It is a bit like my brother had the chance of being the king of the world and for one reason or another he had fallen. We don't know where his illness comes from, the doctors have never been able to explain it to us, there is no reason. As Gotlib once said: "Let them deal with it".
David B. is among the French cartoonists whose work was most influential for the development of contemporary graphic novel, both in France and abroad. He started his artistic career in 1985 as a screenwriter and designer for magazines such as "Okapi", "À suivre", "Tintin Reporter" et "Chic". In 1990 he assumed an increasingly central role in the comic book scene both as an artist and as one of the co-founder publishing house L'Association (the other being Jean-Christophe Menu, Lewis Trondheim, Matt Konture, Patrice Killoffer, Stanislas and Mokeït).

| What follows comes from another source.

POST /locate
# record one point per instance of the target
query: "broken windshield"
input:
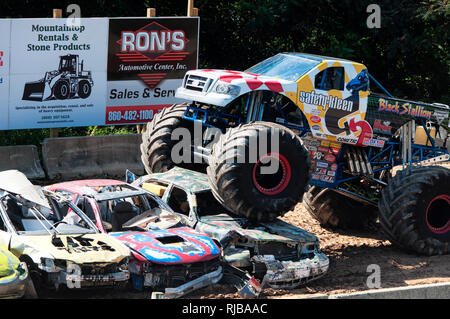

Through his books and artistic experimentations he built a true blueprint for graphic novel as we know it today. Most of his earlier works from the 90s are published in "Lapin magazine", then collected in the volumes Le Cheval blême (L'Association 1992) and Les Incidents de la nuit (L'Association 1991-2000). From 1996 to 2003 he devoted himself to L'Ascension du Haut Mal (L'Association; Epileptic, Pantheon Books 2002-2005), an autobiographical graphic novel in six volumes who won the Best Screenplay award at the Angoulême International Festival. His artistic contribution to historical and non-fiction comics as well was seminal, as attested by the series Les Meilleurs ennemis (Futuropolis 2011-16), a graphic novel in three volumes exploring the complex relationship between USA and the Middle East, written with French historian Jean-Pierre Filiu.
In 2005 he left L'Association, where he returned in 2011 as a member of the editorial committee. In 2018 he published as a screenwriter the 37th volume of the series Alix (Casterman 2018-2020) with designer Giorgio Albertini.
Emilio Varrà is the president of Hamelin, and one of the organizers of BilBOlbul International Comics Festival. He teaches Children's Literature at the University of Bologna and is a professor at the "Illustration and Comics" course at the Academy of Fine Arts in Bologna. He wrote several academic publications dedicated to comics and illustration, and he collaborated with magazines such as "Li.B.e.R", "Gli Asini", and "Lo straniero".